Judging is based on both the quality of the image and the explanation of the underlying science. First, second, and third place winners will have their images displayed on the walls of the KINSC.

First Prize: Ethan Baker '24

Quantum dots are tiny pieces of semiconductors that can trap electrons. When we shine light at the dots, the electrons inside can only absorb and emit specific wavelengths of light because they are trapped. The exact wavelength emitted depends on the chemical properties of the dot and its size. Here, a source of UV light is shining at four vials containing quantum dots of different sizes. The dots in each vial are absorbing the UV light and re-emitting light at a different wavelength, which creates the vibrant glowing colors.

Second Prize: Julia Smeltzer '23

This image is a slice of a zebrafish head that was taken on the confocal microscope at a 20x objective. The image includes two zebrafish eyes as well as the zebrafish brain and mouth. Staining was done so that the ganglion cell layer and amacrine cells in the eyes could be clearly seen. This image was taken for a superlab class where we were looking at cell layers in mutant zebrafish eyes to try and understand why mutant zebrafish respond to visual stimulants differently than wild-type zebrafish. The colors were edited in FIJI image J to create this final image.

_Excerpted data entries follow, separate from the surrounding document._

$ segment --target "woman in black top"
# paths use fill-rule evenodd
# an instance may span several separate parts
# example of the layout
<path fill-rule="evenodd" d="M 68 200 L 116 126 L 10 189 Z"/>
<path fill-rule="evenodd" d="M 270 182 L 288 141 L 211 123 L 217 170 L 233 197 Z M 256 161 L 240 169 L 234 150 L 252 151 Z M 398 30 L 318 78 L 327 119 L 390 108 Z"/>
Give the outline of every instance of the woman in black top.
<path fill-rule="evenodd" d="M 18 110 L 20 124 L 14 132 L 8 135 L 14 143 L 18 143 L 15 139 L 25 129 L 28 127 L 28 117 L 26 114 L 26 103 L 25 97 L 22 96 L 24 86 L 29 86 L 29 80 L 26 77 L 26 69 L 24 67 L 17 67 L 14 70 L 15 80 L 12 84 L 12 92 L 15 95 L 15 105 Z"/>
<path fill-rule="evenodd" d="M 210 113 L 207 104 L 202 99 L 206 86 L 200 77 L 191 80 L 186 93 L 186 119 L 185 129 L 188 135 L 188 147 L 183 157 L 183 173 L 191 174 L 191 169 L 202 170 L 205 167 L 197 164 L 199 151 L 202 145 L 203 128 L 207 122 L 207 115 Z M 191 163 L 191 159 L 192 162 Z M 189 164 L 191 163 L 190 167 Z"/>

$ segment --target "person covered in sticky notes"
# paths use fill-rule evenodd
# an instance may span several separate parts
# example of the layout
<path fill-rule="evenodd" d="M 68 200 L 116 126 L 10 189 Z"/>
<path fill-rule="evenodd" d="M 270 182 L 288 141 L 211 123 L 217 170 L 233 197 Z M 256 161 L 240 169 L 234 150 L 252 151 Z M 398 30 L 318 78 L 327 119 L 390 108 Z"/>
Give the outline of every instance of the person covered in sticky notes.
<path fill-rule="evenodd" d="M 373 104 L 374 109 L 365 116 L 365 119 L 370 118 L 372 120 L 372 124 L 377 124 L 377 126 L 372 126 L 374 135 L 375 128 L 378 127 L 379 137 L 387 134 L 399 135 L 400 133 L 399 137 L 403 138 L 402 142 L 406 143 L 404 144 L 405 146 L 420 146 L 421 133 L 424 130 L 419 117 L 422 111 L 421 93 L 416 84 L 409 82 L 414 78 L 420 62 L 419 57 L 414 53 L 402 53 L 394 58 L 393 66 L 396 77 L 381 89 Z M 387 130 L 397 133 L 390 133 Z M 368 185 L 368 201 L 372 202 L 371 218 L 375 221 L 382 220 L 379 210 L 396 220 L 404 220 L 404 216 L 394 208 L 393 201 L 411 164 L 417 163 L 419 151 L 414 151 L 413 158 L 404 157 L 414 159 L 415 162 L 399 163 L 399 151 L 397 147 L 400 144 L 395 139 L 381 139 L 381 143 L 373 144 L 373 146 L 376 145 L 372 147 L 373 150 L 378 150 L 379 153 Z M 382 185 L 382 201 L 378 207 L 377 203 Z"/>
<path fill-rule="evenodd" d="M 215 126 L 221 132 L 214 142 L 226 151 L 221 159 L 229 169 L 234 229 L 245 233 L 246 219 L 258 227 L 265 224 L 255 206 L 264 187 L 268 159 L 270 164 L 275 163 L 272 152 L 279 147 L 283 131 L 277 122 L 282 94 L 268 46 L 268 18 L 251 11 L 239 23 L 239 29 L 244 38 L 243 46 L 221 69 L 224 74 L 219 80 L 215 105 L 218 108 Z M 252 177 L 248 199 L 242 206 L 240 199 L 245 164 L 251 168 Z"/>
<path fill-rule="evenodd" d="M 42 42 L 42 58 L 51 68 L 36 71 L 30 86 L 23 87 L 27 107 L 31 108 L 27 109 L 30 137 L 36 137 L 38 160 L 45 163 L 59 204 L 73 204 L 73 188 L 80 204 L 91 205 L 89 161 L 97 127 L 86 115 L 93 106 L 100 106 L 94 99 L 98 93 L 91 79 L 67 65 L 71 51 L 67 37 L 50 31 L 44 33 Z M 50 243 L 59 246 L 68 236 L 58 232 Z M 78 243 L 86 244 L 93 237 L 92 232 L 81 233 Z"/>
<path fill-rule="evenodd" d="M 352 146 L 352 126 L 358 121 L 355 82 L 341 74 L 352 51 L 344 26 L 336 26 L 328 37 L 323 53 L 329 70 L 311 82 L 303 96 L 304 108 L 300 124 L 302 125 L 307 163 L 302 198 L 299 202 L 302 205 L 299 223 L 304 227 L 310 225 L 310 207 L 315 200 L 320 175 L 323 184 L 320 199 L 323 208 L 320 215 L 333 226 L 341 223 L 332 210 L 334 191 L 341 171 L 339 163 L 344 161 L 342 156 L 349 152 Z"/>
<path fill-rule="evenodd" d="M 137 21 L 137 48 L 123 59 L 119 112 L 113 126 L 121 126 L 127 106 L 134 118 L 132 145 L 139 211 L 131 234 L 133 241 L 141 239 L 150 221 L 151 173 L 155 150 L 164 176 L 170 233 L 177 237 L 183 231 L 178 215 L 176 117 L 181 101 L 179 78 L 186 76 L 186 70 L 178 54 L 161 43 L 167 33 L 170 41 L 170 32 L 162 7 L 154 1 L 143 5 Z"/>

Third Prize: Woodkensia Charles '24

This is an image processing of a photoelastic particle in MatLab using the PEGS inversion published software. Photoelastic materials are distinctive because their birefringence is dependent on the stresses (forces experienced by an object over an area) on the material. Using polarizers, which change the polarization of light passing through them, we can take advantage of photoelasticity to visualize the stresses in a granular system. The MATLAB program identifies the locations of the particles (red and blue circles) and the contacts between them (white circles). The stress is the white skeleton figure.

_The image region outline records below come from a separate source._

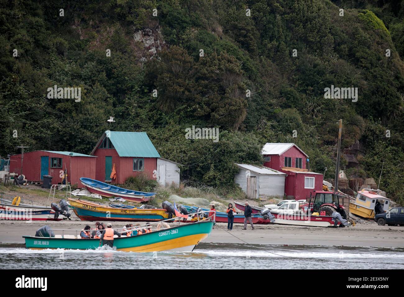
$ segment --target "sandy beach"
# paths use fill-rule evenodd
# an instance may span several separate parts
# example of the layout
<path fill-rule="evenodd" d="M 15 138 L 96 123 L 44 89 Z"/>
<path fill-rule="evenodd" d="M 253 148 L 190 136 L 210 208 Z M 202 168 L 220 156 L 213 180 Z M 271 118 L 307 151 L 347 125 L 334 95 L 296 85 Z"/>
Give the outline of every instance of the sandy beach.
<path fill-rule="evenodd" d="M 113 222 L 113 227 L 122 227 L 126 223 Z M 54 229 L 80 229 L 93 222 L 76 219 L 59 222 L 0 221 L 0 244 L 23 243 L 23 235 L 34 235 L 40 227 L 48 225 Z M 366 224 L 349 228 L 324 228 L 279 225 L 255 225 L 251 230 L 242 230 L 242 224 L 235 224 L 228 232 L 227 224 L 220 223 L 204 242 L 263 244 L 344 246 L 375 247 L 404 247 L 404 228 Z M 58 233 L 55 231 L 55 233 Z M 61 233 L 61 232 L 59 233 Z"/>

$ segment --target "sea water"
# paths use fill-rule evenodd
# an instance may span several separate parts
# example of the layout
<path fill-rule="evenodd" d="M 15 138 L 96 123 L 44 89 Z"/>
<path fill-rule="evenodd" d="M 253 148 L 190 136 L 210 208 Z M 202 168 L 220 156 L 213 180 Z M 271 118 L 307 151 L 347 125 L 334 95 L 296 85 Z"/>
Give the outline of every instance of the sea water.
<path fill-rule="evenodd" d="M 404 249 L 202 243 L 192 252 L 136 253 L 19 246 L 0 246 L 4 268 L 404 269 Z"/>

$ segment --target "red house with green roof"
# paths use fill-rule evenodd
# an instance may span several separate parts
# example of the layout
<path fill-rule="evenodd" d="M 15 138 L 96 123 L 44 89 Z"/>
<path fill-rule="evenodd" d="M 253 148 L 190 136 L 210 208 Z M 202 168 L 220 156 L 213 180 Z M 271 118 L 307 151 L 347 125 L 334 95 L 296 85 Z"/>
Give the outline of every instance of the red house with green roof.
<path fill-rule="evenodd" d="M 95 179 L 122 184 L 130 176 L 145 174 L 156 179 L 160 158 L 145 132 L 105 131 L 90 154 L 97 157 Z M 111 178 L 115 164 L 116 178 Z"/>
<path fill-rule="evenodd" d="M 53 184 L 61 183 L 64 171 L 67 170 L 67 181 L 72 185 L 81 186 L 80 178 L 95 178 L 95 164 L 97 159 L 93 156 L 72 152 L 34 151 L 10 156 L 10 172 L 22 173 L 30 181 L 40 182 L 44 175 L 53 178 Z"/>

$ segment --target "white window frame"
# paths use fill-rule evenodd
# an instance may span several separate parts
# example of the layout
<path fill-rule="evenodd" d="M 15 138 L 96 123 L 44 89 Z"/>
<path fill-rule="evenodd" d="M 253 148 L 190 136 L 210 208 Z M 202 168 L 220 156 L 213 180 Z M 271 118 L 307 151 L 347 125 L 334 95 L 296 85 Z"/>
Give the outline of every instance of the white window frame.
<path fill-rule="evenodd" d="M 313 187 L 310 187 L 306 186 L 306 179 L 313 179 Z M 304 177 L 304 188 L 305 189 L 314 189 L 316 185 L 316 179 L 311 176 L 305 176 Z"/>

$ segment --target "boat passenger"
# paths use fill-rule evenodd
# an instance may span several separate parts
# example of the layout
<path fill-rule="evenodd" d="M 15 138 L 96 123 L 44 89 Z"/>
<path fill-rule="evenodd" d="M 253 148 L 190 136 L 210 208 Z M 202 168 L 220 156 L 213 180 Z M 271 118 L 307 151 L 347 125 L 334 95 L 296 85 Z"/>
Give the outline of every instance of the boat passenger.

Honorable Mention: James Garland '22

From dictating the lives of stars to the structure of the universe, galaxies lie at a bustling intersection of cosmic scale. Understanding how these complex and diverse systems behave can illuminate some of the most elusive problems in astrophysics. Galaxies evolve over billions of years, providing us with frozen snapshots of their lives when observed on human timescales. To supplement this, we simulate galaxies and watch them develop over time. Here, we see a telescope image and a simulated “present-day” image of two similar galaxies on the left and right. Through comparison, they mutually inform our knowledge of galaxy evolution.

Honorable Mention: Sarina Smith '23

Pictured is the fungi Hericium erinaceus (also known as lion's mane) cultured on potato dextrose agar. This mushroom is known for its culinary and medicinal uses. Research has shown that secondary metabolites produced by this fungus reduce amyloid plaque burden and other hallmarks of Alzheimer’s disease in mouse models. For my senior thesis, I plan to investigate whether these compounds can similarly inhibit or disrupt protein aggregation in other models of neurodegenerative diseases. This semester, I learned how to culture the fungus with the support of Professor Robert Fairman.

Honorable Mention: Amina Irfan BMC '25

Fractals are never-ending, infinitely-complex patterns, that are self-similar on different scales. Although fractals are very complex, they are created by repeating simple processes. Abstract fractals—such as the Mandelbrot Set—can be calculated by a computer calculating the same equation (Zn+1 = Zn2 + C ) over and over again, with different values. More complex and aesthetically pleasing images can be generated, like the Nova fractal or the Magnet fractal, by computing fractals with more complex equations over and over again!